Personal information
- Full name: John Anthony Benetti
- Nicknames: Tank, Troubles
- Born: 17 June 1937
- Died: 31 October 2013 (aged 76)
- Original team: CBC Parade
- Height: 177 cm (5 ft 10 in)
- Weight: 80 kg (176 lb)

Playing career^{1}
- Years: Club / Games (Goals)
- 1958–1965: Carlton / 88 (15)
- ^{1} Playing statistics correct to the end of 1965.

= John Benetti =

Australian rules footballer and coach

John Anthony Benetti (17 June 1937 – 31 October 2013) was an Australian rules footballer who played for the Carlton Football Club in the Victorian Football League (VFL).

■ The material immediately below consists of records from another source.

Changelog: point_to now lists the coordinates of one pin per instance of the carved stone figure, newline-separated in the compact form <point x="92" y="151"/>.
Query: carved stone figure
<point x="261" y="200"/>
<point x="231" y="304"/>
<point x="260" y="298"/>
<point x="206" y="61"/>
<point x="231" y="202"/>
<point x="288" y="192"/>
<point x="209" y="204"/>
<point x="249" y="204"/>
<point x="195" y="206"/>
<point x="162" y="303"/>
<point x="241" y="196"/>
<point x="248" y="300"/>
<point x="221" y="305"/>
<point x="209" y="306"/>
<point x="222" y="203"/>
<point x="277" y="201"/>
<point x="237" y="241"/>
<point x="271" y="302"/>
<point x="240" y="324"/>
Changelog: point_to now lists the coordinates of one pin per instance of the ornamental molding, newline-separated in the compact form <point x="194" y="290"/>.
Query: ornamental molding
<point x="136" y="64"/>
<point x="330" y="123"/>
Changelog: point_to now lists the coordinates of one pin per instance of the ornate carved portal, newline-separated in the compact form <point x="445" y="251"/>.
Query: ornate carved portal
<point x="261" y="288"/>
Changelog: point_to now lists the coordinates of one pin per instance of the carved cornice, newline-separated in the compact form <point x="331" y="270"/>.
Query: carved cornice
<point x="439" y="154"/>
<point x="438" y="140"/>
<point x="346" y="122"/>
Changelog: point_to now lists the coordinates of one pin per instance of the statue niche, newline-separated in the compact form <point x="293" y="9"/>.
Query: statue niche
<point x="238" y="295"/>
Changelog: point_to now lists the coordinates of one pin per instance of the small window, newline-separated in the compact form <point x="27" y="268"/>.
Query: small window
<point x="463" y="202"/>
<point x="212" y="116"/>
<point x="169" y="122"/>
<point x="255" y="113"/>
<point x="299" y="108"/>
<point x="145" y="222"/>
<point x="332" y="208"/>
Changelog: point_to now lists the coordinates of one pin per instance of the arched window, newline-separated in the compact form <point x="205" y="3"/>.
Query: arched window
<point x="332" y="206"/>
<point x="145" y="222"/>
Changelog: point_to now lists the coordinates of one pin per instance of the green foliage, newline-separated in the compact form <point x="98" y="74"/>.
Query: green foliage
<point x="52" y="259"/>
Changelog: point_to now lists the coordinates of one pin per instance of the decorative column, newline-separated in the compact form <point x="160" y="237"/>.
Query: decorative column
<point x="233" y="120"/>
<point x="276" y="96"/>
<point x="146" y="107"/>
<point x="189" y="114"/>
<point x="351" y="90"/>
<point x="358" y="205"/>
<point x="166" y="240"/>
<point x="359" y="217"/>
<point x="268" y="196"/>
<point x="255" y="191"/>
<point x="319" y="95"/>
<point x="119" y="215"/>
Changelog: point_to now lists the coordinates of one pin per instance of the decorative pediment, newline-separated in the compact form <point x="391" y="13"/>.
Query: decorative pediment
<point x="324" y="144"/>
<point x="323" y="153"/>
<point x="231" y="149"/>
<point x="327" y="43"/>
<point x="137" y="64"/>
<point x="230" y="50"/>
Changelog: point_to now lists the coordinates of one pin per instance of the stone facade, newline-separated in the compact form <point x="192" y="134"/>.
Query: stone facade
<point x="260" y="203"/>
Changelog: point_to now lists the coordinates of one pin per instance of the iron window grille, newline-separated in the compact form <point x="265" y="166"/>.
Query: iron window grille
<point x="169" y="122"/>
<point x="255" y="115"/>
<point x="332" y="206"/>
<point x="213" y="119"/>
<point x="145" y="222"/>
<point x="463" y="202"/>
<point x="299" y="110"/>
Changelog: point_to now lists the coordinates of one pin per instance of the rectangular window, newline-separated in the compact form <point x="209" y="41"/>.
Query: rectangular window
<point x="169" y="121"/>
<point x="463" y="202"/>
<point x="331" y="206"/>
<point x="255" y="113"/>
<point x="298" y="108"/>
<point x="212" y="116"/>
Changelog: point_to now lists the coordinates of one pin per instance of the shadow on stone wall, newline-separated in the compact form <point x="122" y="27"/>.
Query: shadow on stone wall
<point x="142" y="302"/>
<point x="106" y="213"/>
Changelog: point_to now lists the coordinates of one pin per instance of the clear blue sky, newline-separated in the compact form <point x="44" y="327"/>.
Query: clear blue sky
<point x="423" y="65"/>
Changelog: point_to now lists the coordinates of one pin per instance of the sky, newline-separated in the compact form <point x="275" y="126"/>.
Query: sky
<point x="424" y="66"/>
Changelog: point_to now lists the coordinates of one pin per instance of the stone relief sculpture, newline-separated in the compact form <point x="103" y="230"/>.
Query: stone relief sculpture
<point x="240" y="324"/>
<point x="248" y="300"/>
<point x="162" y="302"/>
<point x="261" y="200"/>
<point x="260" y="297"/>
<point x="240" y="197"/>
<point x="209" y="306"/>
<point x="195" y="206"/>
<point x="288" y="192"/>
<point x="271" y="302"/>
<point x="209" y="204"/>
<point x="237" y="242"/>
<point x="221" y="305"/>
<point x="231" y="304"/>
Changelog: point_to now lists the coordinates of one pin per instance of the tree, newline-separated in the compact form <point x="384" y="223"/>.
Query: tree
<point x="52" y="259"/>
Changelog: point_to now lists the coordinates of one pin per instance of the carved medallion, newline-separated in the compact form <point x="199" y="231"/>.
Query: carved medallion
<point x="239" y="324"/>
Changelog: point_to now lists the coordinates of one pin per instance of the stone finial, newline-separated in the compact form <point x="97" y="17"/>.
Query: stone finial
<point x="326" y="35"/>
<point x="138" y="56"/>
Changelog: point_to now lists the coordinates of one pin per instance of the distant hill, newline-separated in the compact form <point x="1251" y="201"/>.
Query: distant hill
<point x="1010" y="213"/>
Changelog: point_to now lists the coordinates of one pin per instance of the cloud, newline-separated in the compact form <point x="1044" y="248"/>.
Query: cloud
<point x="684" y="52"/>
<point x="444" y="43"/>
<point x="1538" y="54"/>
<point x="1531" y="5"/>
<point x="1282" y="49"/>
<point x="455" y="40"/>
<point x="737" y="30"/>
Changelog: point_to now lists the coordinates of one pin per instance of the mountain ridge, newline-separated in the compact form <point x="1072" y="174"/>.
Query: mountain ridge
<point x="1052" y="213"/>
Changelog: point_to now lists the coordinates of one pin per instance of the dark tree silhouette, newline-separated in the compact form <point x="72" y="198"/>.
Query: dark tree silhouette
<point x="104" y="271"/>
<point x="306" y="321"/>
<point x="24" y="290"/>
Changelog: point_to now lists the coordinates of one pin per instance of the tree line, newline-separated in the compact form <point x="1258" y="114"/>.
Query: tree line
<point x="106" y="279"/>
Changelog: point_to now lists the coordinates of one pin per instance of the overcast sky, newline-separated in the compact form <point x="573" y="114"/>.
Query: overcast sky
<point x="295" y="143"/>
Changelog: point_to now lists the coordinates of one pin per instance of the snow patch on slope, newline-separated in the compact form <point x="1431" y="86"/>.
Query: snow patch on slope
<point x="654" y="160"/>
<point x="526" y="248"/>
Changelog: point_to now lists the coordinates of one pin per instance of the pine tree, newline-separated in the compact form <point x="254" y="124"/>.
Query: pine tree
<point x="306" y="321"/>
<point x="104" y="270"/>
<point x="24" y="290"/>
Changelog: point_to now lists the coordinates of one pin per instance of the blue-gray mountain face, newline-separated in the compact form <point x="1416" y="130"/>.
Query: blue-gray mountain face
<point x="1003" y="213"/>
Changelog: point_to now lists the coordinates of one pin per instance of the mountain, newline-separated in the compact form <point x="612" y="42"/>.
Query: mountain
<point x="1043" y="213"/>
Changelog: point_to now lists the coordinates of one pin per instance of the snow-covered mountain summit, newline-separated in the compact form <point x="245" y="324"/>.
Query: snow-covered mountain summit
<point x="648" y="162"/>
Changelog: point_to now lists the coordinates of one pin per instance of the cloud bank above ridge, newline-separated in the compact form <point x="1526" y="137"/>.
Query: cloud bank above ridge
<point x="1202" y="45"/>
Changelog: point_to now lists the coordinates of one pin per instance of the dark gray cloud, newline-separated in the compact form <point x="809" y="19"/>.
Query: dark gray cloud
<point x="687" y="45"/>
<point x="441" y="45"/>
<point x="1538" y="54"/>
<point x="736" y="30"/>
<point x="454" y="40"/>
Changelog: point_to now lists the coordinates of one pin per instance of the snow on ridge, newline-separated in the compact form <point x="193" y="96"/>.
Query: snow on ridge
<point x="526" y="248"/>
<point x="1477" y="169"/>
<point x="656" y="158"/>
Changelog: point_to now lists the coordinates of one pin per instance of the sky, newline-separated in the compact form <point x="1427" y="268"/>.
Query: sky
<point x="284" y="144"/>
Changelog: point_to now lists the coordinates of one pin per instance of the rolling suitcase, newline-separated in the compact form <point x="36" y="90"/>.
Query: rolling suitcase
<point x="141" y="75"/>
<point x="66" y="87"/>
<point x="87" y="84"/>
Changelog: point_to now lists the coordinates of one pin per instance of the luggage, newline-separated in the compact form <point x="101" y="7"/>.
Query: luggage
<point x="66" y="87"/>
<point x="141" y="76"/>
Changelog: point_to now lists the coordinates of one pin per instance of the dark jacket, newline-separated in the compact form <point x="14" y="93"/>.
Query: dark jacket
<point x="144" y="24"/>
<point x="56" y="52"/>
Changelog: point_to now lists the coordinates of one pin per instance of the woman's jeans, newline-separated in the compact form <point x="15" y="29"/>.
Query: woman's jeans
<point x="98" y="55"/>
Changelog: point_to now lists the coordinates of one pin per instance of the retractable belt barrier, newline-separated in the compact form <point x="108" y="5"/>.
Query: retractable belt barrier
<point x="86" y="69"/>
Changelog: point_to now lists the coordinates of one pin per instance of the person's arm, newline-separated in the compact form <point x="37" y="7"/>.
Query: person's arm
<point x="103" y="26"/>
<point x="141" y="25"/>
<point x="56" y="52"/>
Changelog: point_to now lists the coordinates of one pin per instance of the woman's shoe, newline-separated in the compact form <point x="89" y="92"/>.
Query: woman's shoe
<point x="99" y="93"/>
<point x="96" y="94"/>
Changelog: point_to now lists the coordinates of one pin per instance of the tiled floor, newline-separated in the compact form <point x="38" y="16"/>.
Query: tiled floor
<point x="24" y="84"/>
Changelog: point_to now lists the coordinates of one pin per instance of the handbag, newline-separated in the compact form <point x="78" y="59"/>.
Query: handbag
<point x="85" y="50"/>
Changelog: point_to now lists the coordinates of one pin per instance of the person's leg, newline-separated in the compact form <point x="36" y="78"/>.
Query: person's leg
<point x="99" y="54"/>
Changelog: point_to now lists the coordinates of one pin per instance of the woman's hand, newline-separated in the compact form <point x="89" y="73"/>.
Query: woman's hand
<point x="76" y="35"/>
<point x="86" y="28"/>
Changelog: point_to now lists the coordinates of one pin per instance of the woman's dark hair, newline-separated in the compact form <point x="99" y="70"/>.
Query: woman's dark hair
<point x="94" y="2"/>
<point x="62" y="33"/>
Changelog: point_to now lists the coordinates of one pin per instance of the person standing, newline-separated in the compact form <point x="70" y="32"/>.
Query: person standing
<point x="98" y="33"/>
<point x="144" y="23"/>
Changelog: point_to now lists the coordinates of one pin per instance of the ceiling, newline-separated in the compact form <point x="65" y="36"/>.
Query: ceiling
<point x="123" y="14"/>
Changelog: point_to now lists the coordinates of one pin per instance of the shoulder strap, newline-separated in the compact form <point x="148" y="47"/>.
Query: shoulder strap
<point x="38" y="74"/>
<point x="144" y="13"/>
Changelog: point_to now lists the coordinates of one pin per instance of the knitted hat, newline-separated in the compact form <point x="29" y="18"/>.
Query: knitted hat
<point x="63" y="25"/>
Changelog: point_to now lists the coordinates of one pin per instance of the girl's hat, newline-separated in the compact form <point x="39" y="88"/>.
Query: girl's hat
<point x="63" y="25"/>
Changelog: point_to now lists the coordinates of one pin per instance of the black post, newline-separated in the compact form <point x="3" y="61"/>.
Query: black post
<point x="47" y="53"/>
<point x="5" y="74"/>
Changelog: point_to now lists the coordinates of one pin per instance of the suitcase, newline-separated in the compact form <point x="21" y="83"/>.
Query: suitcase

Benetti was a popular player with Carlton supporters, who nicknamed him "Tank" due to his thick thighs and direct style of play from defence. He also earned the nickname "Troubles" from Carlton's then Chairman of Selectors Jack Wrout in response to his habit of complaining whenever he was omitted from the senior team.

Benetti had played schoolboy football at CBC Parade alongside his first cousin Sergio Silvagni, who also started at Carlton in 1958. From 16 games in 1958, Benetti polled 12 Brownlow Medal votes to finished equal 13th overall and the best placed Carlton player. After such a strong showing in his first season, he only played eight games in 1959, but got his first taste of finals football when he appeared in a preliminary final.

Used mostly as a defender during his career, Benetti played finals again in 1962 and was in the back pocket in the Carlton side which lost the 1962 VFL Grand Final. The following year he was one of four Carlton players to appear in all 18 rounds and represented the VFL in an interstate match against South Australia.

He played his final VFL game in 1965, then joined Oakleigh as captain-coach for the 1966 Victorian Football Association season. He was dropped from the playing team at midseason due to poor form, and immediately resigned upon being informed that the financially struggling club could not afford to pay him as a non-playing coach. Oakleigh's win-loss record was 0–9 when Benetti resigned, and the club was ultimately relegated at the end of the year.